Newsletter - August 2018 - IA: Autonomous cars of tomorrow
Newsletter August 2018
That's it, it's back to school and our newsletters resume! We return with a subject that fascinates us and animates our platform of socially responsible digital tasks: Artificial intelligence (AI).
With the rise of new technologies and the transfer of tomorrow's society to digital, artificial intelligence is gaining ground in our daily lives. It impacts all sectors of the global economy.
What is artificial intelligence? It is a set of techniques (machine learning, deep learning, computer vision, natural language processing,...) that allow machines to imitate a form of human intelligence (mainly through simple and repetitive tasks). Today, artificial intelligence is at the heart of all the development strategies of major industrial sectors such as automotive, real estate, health, etc. with object or image recognition. Indeed, we have several concrete examples in the course of experimentation that deserve to be interested in it as the autonomous car that uses the technique of visual recognition, from the deep learning.
Artificial intelligence exists today thanks to the assimilation of billions of data (Big data), instruments that allows the machine to understand and learn to the machine to think like humans. This data transferred to the machine remains a complex challenge for the AI. Indeed, there is still progress so that the machine can see and think or decide as a human.
Deep-learning is a sub-category of automatic learning (Machine learning), a sub-domain of artificial intelligence. Thanks to deep learning, An algorithm can be programmed to detect certain shapes and details from images coming from a video camera. Depending on the assigned database, they will be able to spot an individual wanted in a crowd, detect the satisfaction rate at the exit of a store by detecting smiles, etc.

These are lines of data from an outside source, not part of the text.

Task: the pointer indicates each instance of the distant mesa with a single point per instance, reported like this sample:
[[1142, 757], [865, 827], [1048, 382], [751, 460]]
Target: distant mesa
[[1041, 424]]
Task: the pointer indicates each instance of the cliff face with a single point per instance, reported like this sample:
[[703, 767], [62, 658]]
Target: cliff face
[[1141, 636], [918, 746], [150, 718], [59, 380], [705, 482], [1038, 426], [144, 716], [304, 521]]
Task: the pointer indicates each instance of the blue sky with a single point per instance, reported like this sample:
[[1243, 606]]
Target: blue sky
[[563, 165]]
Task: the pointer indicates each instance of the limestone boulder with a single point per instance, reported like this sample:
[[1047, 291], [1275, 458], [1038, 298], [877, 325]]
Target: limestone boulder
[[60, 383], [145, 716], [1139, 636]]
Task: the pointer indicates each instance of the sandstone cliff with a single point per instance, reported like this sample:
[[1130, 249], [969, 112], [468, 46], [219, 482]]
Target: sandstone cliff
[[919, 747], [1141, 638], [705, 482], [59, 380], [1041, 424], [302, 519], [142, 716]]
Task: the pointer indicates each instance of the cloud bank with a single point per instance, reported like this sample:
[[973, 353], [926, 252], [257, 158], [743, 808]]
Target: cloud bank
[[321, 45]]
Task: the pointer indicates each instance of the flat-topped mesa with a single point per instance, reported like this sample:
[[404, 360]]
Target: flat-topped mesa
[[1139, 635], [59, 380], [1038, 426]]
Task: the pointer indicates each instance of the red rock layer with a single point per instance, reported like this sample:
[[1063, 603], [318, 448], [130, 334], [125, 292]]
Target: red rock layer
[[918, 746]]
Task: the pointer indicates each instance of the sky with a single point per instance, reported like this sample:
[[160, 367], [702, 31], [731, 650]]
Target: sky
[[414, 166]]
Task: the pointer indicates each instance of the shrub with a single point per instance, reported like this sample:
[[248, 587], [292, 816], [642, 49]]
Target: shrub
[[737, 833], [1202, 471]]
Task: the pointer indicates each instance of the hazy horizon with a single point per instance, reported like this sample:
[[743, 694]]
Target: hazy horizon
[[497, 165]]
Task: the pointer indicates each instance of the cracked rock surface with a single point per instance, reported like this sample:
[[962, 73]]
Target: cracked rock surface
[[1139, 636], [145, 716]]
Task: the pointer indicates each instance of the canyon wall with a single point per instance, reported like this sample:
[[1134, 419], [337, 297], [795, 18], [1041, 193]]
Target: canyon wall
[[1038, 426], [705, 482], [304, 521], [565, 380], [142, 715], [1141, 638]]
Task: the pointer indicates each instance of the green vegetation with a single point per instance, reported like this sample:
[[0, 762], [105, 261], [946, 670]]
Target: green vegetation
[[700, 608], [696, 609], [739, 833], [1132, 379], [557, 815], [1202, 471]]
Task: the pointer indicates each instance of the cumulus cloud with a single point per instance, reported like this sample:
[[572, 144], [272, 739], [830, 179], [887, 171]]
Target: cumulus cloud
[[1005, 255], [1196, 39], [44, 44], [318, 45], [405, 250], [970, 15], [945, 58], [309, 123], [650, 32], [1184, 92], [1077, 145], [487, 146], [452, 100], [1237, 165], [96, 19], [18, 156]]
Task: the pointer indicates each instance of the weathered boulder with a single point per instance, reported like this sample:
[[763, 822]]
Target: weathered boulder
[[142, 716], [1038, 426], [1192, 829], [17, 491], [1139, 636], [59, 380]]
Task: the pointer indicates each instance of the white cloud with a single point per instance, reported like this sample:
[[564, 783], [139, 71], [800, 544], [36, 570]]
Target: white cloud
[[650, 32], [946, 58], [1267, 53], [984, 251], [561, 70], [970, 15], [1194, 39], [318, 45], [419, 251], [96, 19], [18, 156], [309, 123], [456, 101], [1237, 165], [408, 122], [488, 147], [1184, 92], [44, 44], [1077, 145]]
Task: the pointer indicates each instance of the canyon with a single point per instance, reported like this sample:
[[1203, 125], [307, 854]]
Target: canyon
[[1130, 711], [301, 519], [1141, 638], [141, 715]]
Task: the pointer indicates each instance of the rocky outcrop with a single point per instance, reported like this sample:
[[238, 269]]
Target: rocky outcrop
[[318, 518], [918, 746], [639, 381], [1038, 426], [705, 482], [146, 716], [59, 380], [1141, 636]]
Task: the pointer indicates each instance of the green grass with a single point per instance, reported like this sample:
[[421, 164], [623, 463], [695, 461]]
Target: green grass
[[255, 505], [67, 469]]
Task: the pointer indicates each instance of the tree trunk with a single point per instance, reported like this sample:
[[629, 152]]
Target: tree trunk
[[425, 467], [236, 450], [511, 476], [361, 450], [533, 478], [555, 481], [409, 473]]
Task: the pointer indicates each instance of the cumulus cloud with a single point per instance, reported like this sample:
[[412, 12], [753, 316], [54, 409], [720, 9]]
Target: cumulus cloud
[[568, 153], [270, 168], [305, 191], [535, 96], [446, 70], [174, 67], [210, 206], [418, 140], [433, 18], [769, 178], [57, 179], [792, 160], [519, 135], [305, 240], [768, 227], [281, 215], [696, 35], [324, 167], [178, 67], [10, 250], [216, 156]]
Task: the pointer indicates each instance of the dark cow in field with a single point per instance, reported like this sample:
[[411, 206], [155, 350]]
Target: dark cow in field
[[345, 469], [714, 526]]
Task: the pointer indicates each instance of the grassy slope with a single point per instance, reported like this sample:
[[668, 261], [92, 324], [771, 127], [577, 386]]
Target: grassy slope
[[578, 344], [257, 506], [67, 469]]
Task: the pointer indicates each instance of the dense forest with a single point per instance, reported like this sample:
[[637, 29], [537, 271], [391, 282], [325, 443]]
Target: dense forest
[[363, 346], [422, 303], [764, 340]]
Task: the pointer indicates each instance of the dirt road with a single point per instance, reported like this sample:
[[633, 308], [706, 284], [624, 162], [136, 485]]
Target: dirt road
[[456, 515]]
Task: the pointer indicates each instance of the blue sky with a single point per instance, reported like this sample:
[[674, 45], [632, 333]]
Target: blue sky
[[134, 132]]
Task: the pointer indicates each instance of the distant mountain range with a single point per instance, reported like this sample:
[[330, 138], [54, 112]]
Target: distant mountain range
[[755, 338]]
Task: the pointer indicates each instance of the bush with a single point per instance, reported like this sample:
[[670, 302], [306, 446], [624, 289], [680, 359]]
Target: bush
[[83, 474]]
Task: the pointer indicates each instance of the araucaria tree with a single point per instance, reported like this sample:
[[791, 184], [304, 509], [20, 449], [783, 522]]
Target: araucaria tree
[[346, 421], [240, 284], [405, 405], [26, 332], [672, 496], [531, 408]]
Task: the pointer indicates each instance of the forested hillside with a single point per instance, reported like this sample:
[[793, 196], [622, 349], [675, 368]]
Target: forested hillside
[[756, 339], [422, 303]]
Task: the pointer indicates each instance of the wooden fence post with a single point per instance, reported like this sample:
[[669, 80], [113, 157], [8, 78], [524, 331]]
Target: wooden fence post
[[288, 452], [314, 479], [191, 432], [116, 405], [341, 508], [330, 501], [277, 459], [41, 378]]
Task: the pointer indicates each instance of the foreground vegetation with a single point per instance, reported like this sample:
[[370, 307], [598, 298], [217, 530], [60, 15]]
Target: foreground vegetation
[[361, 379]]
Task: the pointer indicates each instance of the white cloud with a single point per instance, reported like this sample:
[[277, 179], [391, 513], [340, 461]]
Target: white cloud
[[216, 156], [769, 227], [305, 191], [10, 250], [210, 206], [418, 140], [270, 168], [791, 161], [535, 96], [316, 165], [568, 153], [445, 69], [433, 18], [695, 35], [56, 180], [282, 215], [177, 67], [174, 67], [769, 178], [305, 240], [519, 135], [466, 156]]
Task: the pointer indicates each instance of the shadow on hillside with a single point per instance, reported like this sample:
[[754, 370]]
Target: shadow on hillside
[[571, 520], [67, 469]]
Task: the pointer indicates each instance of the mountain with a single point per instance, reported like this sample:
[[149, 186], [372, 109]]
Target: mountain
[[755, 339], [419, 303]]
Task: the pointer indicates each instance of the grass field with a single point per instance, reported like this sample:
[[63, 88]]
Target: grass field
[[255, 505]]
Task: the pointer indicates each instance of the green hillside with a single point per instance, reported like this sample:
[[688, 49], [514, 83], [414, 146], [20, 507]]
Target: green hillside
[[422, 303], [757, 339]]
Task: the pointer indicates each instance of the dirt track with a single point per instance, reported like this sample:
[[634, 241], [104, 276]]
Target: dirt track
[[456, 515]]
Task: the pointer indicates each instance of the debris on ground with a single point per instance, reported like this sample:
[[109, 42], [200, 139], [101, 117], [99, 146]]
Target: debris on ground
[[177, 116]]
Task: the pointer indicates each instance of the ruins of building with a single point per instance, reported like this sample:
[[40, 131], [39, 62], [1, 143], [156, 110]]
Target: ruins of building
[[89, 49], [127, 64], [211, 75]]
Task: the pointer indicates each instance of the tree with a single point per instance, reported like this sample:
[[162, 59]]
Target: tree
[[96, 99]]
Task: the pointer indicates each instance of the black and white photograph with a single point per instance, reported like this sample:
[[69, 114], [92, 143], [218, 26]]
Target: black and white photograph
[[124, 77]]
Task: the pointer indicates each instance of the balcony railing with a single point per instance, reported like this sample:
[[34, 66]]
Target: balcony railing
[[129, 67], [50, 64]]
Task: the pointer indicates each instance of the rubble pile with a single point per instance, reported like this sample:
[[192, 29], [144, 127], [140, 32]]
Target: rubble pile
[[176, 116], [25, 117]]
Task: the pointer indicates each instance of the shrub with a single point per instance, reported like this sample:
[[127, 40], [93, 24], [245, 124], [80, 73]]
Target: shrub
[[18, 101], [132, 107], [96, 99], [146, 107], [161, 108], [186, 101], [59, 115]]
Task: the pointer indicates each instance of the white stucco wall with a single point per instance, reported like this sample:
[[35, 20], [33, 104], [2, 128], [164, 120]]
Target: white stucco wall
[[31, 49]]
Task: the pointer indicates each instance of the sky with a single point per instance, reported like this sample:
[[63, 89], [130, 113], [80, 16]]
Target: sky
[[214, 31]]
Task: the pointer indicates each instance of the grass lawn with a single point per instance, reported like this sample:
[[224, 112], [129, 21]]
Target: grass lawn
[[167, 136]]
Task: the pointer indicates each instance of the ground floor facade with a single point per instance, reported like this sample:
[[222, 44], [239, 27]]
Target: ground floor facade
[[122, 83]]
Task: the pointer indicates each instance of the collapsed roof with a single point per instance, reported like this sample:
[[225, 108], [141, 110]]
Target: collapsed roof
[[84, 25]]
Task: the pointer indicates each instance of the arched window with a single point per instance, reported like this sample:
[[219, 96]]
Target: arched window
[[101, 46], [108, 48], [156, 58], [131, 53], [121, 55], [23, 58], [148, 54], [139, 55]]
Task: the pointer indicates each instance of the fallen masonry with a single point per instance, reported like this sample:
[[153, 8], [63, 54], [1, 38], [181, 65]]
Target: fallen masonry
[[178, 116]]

According to Jean Ponce, a researcher in artificial vision and director of the Department of Informatics at ENS, « Recognizing an object poses a lot of problems, an object does not have the same appearance depending on the angle of the shot, and two chairs do not have the same shape, color and texture, for example. » . In the same way, a human or animal does not have the same shape depending on their position or from the viewpoint of the image, which increases the difficulty of identifying them for the machine. How can an independent car differentiate a hitchhiker from a police officer who beckons to stop? A plastic bag on the road of a stone to avoid?
Let's take the case of the autonomous car:
Today, Tesla sells more than 250 000 cars that are already on the road. Each of these cars have high quality cameras and sensors to capture the environment, the world around them. Video footage collected by a fleet of this size can fuel a learning system using deep learning, a technique based on artificial neural networks, has properties " Very similar to the human visual system ». Other companies that sell autonomous cars also use this new feature, which is to track objects through capturing data from videos.
As the artificial vision industry moves from identifying simple objects to tracking objects, we need tools to annotate the video stream and allow machines to recognize and decide to act according to different Situations that would arise in front of them. To achieve this, AI specialists try to teach the machines to recognize these forms through supervised learning. For example, to allow a program to recognize a dog, it is necessary to "train" it by providing many images of dogs, so that it can then be able to spot on new images. That is why Stanford University's Vision Lab, in the United States, has developed Imagent, a database of hundreds of thousands of images, all carefully labeled by hand, made available to researchers who need them.
The traditional approach to an object-tracking project is to divide the video into individual images, and then annotate each image separately, ensuring consistent identifiers for each single object in sequential images. Being a difficult job, special attention to detail is necessary for the annotation of these videos by an external support to the intelligent platform that drives the machine.
Thanks to the video annotation for object recognition, an entire video sequence can be evaluated as a whole, as the clip contains 2 images or 2 000 images. This feature makes it easier and faster to track a single object, even if it's moved, from the beginning to the end of a video. If the object disappears from the camera view and reappears later (remember to overtake a cyclist in traffic to blow them up at the next intersection). The precision is now adaptable thanks to the video annotation tool according to the density of the captured objects.
Our intelligent, socially responsible digital task platform is currently capable of:
In order to allow machines to recognize objects, shapes, animals and much more. Among the projects that our community had the opportunity to work on, we had:
The intelligence of our community of Hiteuses allied with the intelligence of our platform will allow your robot training projects, machines to grow.
Today, our community brings together more than 490 people from 11 developing countries in Francophone and Anglophone Africa. We allow them to earn additional income by carrying out the digital tasks of our platform and train them to be actors of the digital world of tomorrow. In fact, the world is transforming and in the face of these major challenges, training will play a major role. Isahit's mission is also to help the threatened and developing populations, to integrate the digital world of tomorrow to avoid a digital divide.